L'invité

« Face à la cybermalveillance, il faut une véritable résilience cyber des territoires »

Portait du général Rodriguez dans son bureau drapeaux en arrière plan
DR Kenzy Boukhtouche/ANCT

À l’occasion du wébinaire sur la cybersécurité, le 27 janvier prochain, le général Christian Rodriguez, directeur général de la Gendarmerie nationale, fait un constat sans appel. Les cybercriminels s’intéressent de plus en plus aux collectivités, sans épargner les petites communes et intercommunalités. Il nous explique pourquoi et comment agit la gendarmerie pour aider les élus à se prémunir de ces attaques.

Depuis 2019, les cyberattaques contre des collectivités territoriales ont augmenté de 50 % (in Clusif 2020). Quel est le constat de la gendarmerie, sur le terrain ?

L’observation quantitative est sans appel. En ne considérant que les faits remontés en source ouverte dans la presse quotidienne régionale, depuis 2019, une collectivité territoriale est attaquée chaque semaine.

Ce phénomène croissant s’explique par la stratégie constante des cybercriminels : le meilleur gain avec le moindre effort ! En effet, la plupart des autres secteurs – originellement cibles de la plupart des attaques – ont renforcé leur propre cybersécurité, avec une prise en compte réelle du risque, qui n’est pas encore suffisamment acquise dans les collectivités territoriales.

Concrètement, quelles sont les principales menaces contre les communes ?

Le nombre d’habitants n’est pas un critère dans la typologie des victimes. Des très petites communes comme de grandes métropoles sont touchées. La différence de taille de la structure influe, toutefois, sur les capacités de résilience et de protection contre les attaques.

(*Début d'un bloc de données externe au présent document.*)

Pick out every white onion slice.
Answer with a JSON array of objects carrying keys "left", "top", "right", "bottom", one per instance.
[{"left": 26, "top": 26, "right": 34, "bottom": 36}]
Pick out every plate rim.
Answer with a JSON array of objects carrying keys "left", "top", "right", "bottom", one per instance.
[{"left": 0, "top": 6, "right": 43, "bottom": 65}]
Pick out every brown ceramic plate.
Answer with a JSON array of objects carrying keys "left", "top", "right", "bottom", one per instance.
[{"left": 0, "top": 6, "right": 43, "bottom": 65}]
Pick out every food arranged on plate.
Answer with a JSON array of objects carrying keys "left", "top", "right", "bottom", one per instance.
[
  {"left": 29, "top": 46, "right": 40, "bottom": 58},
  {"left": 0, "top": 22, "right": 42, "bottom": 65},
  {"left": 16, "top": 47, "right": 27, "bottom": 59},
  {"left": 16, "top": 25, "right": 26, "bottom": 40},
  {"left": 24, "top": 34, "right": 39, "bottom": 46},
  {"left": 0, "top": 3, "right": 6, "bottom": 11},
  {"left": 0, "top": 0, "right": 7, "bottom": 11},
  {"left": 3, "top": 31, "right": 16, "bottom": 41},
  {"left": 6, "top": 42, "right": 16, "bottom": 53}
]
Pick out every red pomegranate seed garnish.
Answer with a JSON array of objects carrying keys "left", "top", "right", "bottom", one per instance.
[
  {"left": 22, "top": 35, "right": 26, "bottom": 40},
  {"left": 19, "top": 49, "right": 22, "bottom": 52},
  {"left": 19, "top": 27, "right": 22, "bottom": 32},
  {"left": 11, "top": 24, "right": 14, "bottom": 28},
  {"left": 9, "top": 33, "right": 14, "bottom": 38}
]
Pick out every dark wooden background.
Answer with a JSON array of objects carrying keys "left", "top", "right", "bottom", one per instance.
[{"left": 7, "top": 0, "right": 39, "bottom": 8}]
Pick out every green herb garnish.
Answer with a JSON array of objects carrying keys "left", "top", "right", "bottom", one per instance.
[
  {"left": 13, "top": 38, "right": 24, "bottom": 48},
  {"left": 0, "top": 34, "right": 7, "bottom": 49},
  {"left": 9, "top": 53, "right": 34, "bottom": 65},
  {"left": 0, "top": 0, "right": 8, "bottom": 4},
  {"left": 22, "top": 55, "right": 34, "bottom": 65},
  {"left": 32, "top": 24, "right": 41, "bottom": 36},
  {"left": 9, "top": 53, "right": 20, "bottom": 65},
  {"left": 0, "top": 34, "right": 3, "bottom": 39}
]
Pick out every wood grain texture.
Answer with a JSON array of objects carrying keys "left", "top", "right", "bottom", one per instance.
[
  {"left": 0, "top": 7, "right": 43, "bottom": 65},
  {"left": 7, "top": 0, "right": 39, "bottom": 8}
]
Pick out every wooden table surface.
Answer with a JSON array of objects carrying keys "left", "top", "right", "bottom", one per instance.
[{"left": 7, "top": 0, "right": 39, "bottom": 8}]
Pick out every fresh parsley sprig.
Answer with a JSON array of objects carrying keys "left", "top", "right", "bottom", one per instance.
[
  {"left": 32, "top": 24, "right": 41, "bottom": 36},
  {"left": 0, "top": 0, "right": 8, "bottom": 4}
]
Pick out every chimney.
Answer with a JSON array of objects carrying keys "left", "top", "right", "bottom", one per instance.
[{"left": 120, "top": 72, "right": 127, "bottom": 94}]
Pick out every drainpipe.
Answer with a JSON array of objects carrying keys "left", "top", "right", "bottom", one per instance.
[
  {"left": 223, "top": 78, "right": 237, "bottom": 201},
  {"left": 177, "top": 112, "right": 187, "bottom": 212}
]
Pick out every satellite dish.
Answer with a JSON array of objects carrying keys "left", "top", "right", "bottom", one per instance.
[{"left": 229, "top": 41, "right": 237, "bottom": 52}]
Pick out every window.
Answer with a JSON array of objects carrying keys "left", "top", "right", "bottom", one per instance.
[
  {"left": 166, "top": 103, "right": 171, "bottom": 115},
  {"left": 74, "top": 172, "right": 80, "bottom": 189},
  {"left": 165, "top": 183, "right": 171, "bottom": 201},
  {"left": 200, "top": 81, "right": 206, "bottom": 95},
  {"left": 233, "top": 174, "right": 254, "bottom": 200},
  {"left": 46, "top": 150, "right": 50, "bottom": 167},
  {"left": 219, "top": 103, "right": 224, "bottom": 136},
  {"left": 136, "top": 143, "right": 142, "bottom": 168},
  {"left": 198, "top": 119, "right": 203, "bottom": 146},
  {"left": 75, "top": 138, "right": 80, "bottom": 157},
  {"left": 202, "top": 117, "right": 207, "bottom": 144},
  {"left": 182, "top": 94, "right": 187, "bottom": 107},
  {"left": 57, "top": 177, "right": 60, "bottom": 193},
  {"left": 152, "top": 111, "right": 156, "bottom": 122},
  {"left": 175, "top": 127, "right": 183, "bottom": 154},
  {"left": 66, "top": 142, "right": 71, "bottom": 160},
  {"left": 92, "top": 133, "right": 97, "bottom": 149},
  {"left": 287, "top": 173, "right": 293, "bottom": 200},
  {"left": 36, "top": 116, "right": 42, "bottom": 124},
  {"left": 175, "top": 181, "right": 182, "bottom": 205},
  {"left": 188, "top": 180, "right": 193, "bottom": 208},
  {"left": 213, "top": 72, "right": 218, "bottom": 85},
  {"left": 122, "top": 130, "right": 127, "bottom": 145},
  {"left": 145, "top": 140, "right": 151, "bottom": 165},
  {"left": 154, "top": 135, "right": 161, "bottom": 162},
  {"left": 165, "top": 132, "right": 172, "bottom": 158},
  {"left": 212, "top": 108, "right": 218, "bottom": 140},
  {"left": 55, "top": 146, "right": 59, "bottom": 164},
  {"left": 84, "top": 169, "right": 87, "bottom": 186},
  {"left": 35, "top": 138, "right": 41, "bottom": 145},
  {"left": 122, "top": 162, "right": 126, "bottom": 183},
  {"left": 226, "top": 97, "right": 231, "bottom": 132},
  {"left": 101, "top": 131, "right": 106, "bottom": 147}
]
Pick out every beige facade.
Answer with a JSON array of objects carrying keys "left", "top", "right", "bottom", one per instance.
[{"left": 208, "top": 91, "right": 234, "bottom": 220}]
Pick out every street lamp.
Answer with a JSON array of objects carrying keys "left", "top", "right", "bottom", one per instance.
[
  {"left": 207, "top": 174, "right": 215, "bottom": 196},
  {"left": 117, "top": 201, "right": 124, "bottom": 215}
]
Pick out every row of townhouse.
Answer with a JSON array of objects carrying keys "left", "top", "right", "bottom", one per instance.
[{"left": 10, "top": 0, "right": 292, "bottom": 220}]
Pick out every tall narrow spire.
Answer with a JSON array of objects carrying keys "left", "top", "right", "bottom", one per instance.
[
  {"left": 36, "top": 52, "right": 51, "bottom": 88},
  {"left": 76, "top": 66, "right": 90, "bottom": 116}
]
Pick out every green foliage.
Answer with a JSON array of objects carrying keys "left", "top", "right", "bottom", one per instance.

Le phénomène le plus connu, c’est l’attaque par rançongiciel, qui consiste à prendre en otage les données. Ces données sont, d’ailleurs, très souvent exfiltrées en amont pour rajouter une pression supplémentaire ou pour être vendues sur le darkweb.

Mais nous constatons également des attaques par déni de service, des piratages de boîtes mail ou, encore, des intrusions frauduleuses, dans des systèmes plus ou moins critiques.

La gendarmerie dispose d’un réseau de plus de 7 000 enquêteurs sur Internet. Ils seront bientôt 10 000, d’ici la fin de l’année. Comment intervient-elle pour aider les communes à se prémunir ou à réagir après une attaque ? 

Dans le cadre de son offre de sécurité sur mesure, la gendarmerie intervient à plusieurs étapes. En amont, il s’agit, avant tout, pour nous de sensibiliser les élus, avec lesquels nous travaillons tous les jours, à la sécurité du quotidien, en particulier au travers des échanges réguliers.

Il s’agit aussi de les convaincre que la cybersécurité représente un véritable enjeu et de sensibiliser l’ensemble des acteurs, en diffusant notamment les règles d’hygiène numérique.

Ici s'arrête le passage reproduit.